You may think there’s nothing much wrong with the statement above, and ostensibly there isn’t, but it’s hard for me to convey tone of voice in a piece of writing. Not only did D deliberately “dumb down” her knowledge of what was wrong, but she also did so in a distinctly girly, giggly tone of voice. She was essentially saying:
“Hallo clever man who has learned how to do plumbing. I’m just a silly woman who couldn’t possibly know anything about how plumbing works. I may know a few clever words like “cistern” and “washer”, but that’s as far as it goes. Please ride over here and rescue me!”
OK, so I’m exaggerating a bit, but I asked her about it when she’d finished. She readily admitted that she had tried to make it sound like she had less knowledge than she actually does, partly so as not to come across as if she couldn’t be bothered to do it herself (she has a bit of a complex about this), but largely because she didn’t want to bruise his ego by claiming she knew anything about his job.
This is where we, as women, can be part of the problem when it comes to gender stereotyping. Now, I’m not sure if D would have done the same with a female plumber. Possibly she would have. In my opinion, however, it’s much less likely. Boys and girls alike are routinely brought up to believe that women are somehow inferior to men, something which I have talked about on here before.
We adults may not be aware that we’re doing it a lot of the time. Recently, I read this excellent blog post about how we label children who don’t fit into the “norm” of gender roles. Thus, Shiloh Jolie-Pitt decides to cut her hair short and call herself by a name which echoes those of her brothers and we immediately label her a “tomboy”. Similarly, boys who want to wear dresses or play with dolls are labelled as “princess boys”. The point that is made in the article is that these are just children. Children who like certain things and don’t like other things. We don’t have to obsessively label them.

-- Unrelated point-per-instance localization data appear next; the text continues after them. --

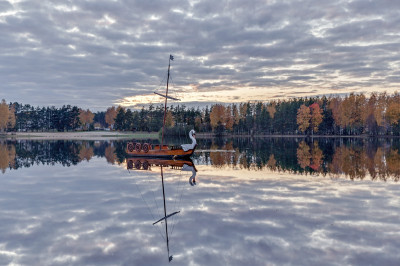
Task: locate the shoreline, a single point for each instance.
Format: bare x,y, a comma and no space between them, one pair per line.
79,135
114,135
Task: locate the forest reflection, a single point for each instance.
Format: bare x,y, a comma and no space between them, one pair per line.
355,158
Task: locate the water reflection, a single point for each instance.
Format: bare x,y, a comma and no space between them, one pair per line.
378,159
149,164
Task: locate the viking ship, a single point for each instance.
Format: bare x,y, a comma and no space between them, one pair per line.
137,149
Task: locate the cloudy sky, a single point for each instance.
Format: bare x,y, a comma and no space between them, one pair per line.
95,54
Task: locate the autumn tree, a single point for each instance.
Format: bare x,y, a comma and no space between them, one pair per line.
7,117
303,118
316,117
86,118
217,117
110,116
393,111
229,119
169,119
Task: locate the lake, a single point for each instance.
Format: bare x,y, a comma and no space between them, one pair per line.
268,201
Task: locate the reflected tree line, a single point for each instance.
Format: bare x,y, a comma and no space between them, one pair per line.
356,158
25,153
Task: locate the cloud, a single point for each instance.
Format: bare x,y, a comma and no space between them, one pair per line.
88,53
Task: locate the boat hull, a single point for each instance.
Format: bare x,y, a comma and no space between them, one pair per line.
156,152
145,163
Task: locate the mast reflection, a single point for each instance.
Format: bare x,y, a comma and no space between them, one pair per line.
150,164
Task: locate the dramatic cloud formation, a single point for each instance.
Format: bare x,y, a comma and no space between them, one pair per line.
98,53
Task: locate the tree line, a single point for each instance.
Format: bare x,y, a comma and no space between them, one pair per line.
353,114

In fact, by doing so, we are teaching them that they are different in some way, even though that probably isn’t our intention.
Like most children, little Shiloh may well decide to grow her hair again in a few weeks/months/years and revert to her old name. What do we “label” her then? Wouldn’t it be easier just to call her by her name (whichever one she chooses to use) and make sure she knows that whatever she chooses to do or say, she will always be seen as herself?

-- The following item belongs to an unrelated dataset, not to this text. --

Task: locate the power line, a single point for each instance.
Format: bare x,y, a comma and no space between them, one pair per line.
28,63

I have to admit here that I have been guilty of labelling girls as “tomboys” in the past, including myself. I feel deeply fortunate that my parents and other adults in my life never tried to stop me being me. My Mum may have baulked a bit when I took to wearing men’s clothes in my teens, but ultimately she didn’t stop me doing so. As a result, I see clothes as just clothes these days and buy things based on whether they fit and look good, rather than because they are in a particular section of the shop. I also chose a long time ago never to wear make-up. Mum has even told me that she admires the fact I don’t feel I have to. I should know better than to label myself. I am lucky.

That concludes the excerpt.